If you want to measure pulling power, I would think you should use a fish scale type of apparatus.
I think there should be some additional "rules":
The same "fish scale" should be used for all tests
The same type of tangent track should be used for all tests..ie brand of track. A track with flat top rails would be best, with no rail joints.
The rail should be on a flat/level surface.
The transformer or power supply should have the power to perform this test.
The "stop point" for the test should be the final, steady state, volts and amps that the loco can reach without slipping.
Each loco should be weighed. For steam locos, engines and tenders should be weighed separately.
Locos with traction tires should be tested separately from locos with no traction tires. Traction tires should be new and not contaminated. (Sounds like "new" or unrun locos only?)
If it is easy to determine the gear ratio/final drive ratio of each loco, it should be recorded.
Each loco tested should be lubricated (all axles and pickups), and ideally have approximately the same number of break in hours/miles.
The track voltage should be measured. Some loco motors will work best with more (or less) voltage than others, so both volts and amps should be recorded with digital meters.
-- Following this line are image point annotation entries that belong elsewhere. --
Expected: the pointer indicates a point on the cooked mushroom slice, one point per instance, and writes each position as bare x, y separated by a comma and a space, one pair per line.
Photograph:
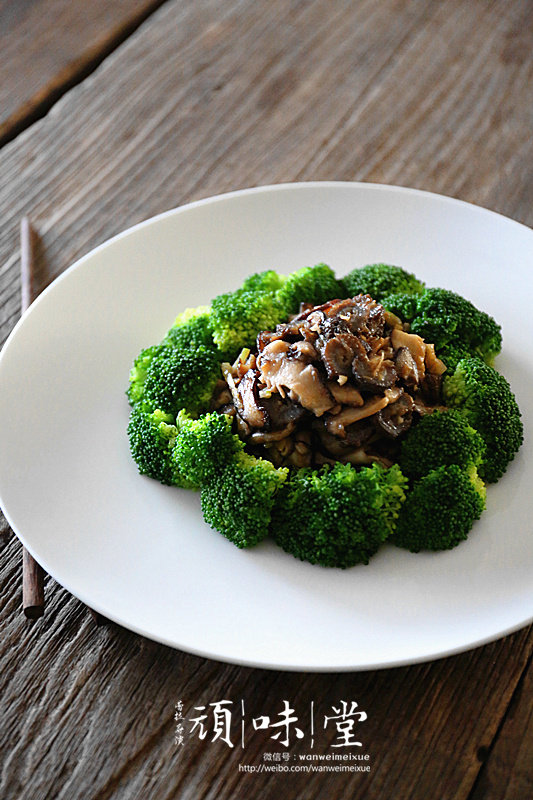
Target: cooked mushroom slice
406, 367
263, 437
396, 418
431, 388
337, 424
415, 344
345, 393
254, 414
372, 374
433, 364
337, 354
243, 429
282, 412
301, 381
355, 435
304, 351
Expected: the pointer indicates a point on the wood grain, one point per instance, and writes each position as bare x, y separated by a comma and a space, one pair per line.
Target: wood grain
210, 97
48, 46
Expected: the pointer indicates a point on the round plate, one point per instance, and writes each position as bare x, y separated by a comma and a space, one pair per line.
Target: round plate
139, 552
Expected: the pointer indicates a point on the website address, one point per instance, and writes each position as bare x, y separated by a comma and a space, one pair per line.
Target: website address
303, 768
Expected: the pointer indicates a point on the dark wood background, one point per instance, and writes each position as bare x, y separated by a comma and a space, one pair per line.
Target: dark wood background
113, 111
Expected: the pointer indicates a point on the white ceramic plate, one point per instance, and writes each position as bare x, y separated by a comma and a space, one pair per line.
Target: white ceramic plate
139, 552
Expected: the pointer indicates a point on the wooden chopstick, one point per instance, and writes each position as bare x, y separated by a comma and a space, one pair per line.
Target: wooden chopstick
32, 572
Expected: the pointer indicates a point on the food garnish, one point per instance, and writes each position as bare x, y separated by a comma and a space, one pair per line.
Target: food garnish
332, 415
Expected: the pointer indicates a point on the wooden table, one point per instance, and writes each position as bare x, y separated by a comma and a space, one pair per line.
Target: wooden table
114, 111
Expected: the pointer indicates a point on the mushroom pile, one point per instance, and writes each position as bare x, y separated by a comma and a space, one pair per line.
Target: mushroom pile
339, 382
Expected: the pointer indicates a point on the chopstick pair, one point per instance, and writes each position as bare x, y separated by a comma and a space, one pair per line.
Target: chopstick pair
32, 572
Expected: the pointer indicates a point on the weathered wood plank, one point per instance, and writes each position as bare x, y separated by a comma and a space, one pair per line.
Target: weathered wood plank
424, 94
49, 46
86, 692
508, 771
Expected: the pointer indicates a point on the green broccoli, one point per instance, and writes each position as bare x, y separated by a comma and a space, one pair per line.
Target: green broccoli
237, 317
267, 281
264, 300
445, 318
401, 304
440, 509
380, 280
314, 285
181, 378
238, 499
204, 445
438, 440
451, 354
338, 516
485, 399
138, 372
192, 328
152, 436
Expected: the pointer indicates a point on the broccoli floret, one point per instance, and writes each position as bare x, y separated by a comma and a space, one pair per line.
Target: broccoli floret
237, 317
152, 435
438, 440
380, 280
402, 305
452, 354
440, 509
181, 378
138, 373
268, 281
238, 499
445, 318
485, 399
192, 328
204, 446
338, 516
314, 285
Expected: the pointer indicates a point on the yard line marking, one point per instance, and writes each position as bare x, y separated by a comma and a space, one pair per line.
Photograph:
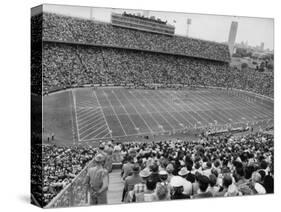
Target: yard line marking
208, 108
93, 114
138, 112
91, 133
238, 109
85, 120
160, 105
106, 135
87, 112
183, 108
74, 100
254, 107
148, 112
173, 108
100, 132
135, 127
72, 121
227, 108
157, 111
176, 110
97, 126
194, 111
205, 111
98, 101
96, 122
114, 112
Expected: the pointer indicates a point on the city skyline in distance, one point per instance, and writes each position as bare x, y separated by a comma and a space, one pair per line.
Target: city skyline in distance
204, 26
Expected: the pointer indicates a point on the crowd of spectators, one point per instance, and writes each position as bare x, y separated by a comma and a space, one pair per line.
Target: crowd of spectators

All parasitic loads like smoke and sound should be turned off. How about non LED headlights?
Steam locos should be tested with tender, since steam locos with no tender (unless tank engines or fireless) never operated without a tender.
Diesel testing should be limited to power units only. So if an "A" unit as part of a set was not powered, it should be removed for the test, OR, two powered "A" units should be used for the test.
A test run in this manner might be destructive, so suggest that magazine reviewers do this type of work!